Despite being the birthplace of Bob Marley and the globe’s ganja heartland, the Carribean nation made cannabis illegal more than a hundred years ago. But things are about to change. Today the Jamaican Minister of Justice Mark Golding announced the government’s plan to decriminalize “possession of small quantities of ganja for personal use, the smoking of ganja in private places and the use of ganja for medical-medicinal purposes.”

Under a formal amendment to Jamaica’s Dangerous Drugs Act, expected to be approved by parliament in September, possession of small quantities of pot will be punishable by a small fine. Also, criminal records for those convicted of minor marijuana possession will be expunged. “Too many of our young people have ended up with criminal convictions after being caught with a ‘spliff,’ something that has affected their ability to do things like get jobs and get visas to travel overseas,” Golding says.

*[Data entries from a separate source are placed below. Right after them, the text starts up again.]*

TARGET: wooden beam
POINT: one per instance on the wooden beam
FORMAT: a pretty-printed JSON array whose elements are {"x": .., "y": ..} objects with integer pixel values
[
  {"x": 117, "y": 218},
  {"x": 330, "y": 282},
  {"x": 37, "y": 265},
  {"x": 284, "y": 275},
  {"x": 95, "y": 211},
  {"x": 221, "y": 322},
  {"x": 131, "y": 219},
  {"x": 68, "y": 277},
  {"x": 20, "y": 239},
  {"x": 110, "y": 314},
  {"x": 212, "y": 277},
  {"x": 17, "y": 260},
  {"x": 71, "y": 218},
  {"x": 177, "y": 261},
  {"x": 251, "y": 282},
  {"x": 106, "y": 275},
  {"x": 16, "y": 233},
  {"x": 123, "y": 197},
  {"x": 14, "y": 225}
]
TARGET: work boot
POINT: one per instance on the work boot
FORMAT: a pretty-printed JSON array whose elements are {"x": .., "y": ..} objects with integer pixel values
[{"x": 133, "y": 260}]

Jamaica joins a growing trickle of countries—including Uruguay, Portugal, and parts of the US—taking steps toward legalizing or decriminalizing minor marijuana possession. This “represents a major breakthrough not just for Jamaica but for the Caribbean and the world at large,” says Ethan Nadelmann, executive director of the Drug Policy Alliance. “What made this possible was not just bold political leadership but also the dawning recognition that Jamaica and other Caribbean nations no longer need fear a harsh response from the US government when they change their marijuana policies.”